In fact this story resembles more or less the cat and the mouse story. At present, Greece benefits from the Albanian immigrants to the same extend Albania does. They work on second hand jobs that the Greeks have forgotten by now and are paid much less than the Greek workers. Greek economy greatly depends on the Albanian immigration. In Tirana they know it already and each time the loaded bus with immigrants reach the border, Albanian authorities pretend to look worried, because it is clear that the expelled immigrants will head back for Greece after some days.

In this climate of mutual mistrust and doubt, the pragmatic Governments of both countries have managed not without success in maintaining balanced relationship. Both sides have adopted the concept according to which "the inherited problems from the past should not become obstacles for the present and the future."

Tirana, of course, didn't like the rallies on the streets of Athens against the NATO air campaign over Yugoslavia, but however, was satisfied with the fact that Greece didn't use the veto mechanism to impede them anyhow. And in the long run, the Greek government attitude during the campaign was pragmatic and much more advanced than the attitude of the Greek public opinion, which was almost homogenous with anti NATO feelings. Albanian press has been more aggressive towards Dini, Italian foreign minister than towards its Greek counterpart Papandreou.

Probably in Athens doesn't look good the tendency manifested by Tirana to play the role of the first violin in the Stability Pact. According to some experts, the Stability Pact gives more importance to the axe Albania-Macedonia-Bulgaria-Turkey, countries known as pro Americans and shadows the vertical axe Greece-Macedonia-Serbia, which in all cases demonstrates problems.

Of course a lot of arguments are accountable in favor of the idea that Greece is interested of a strong and stable Albania. First of all it will curb the great influx of immigrants, who besides the positive contribution on the Greek economy, causes some social problems, especially in the high rate of criminality.
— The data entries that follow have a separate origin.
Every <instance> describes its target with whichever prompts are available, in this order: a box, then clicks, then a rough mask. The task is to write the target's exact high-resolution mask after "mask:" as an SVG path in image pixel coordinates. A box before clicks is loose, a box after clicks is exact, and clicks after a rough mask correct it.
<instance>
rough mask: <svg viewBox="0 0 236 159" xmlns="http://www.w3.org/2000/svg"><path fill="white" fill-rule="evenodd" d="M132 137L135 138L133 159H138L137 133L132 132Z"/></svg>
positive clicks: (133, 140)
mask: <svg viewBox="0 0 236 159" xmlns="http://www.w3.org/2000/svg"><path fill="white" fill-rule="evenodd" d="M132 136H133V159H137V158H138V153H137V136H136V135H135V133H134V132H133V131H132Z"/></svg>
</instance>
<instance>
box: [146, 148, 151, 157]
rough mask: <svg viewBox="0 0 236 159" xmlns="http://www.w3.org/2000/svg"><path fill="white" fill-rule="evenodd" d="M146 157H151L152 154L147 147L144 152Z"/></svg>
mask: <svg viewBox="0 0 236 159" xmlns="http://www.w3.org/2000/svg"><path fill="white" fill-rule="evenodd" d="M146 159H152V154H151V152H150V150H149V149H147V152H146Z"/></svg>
A stable Albania, of course, would be a safer shelter for Greek minority in Albania, which the great part of it is only registered in Albania, but leaves and works in Greece.

But also some arguments that run contrary to this idea can be counted. A strong and stable Albania would be less dependable on the Greek market and would try for a greater role of the Albanian factor in the Balkan, which is not favored by the Athens. Or could be orientated more openly towards Italy, which the bulk of the Albanians sympathizes, more than Greece.

The rivalry between Greece and Italy regarding Albania cannot be considered as secret, or better the rivalry for the EU projects in Albania. Berisha preferred Italy ahead of Greece, but during the last period of his reign the relations with both neighbors reached a low level. Nano preferred Greece ahead of Italy, which faced him with the Italian criticism on one side and Turkish on the other side. Majko neglected both sides during the Kosovo crisis, dedicating to the relationship with the US. While Meta with the new post-war situation seems to have leaned the steering wheel more towards Rome, by causing so certain dissatisfactions in Athens. This can partly explains also the last dilemmas.

History pushes Greeks and Albanians more towards intrigues, the present towards love.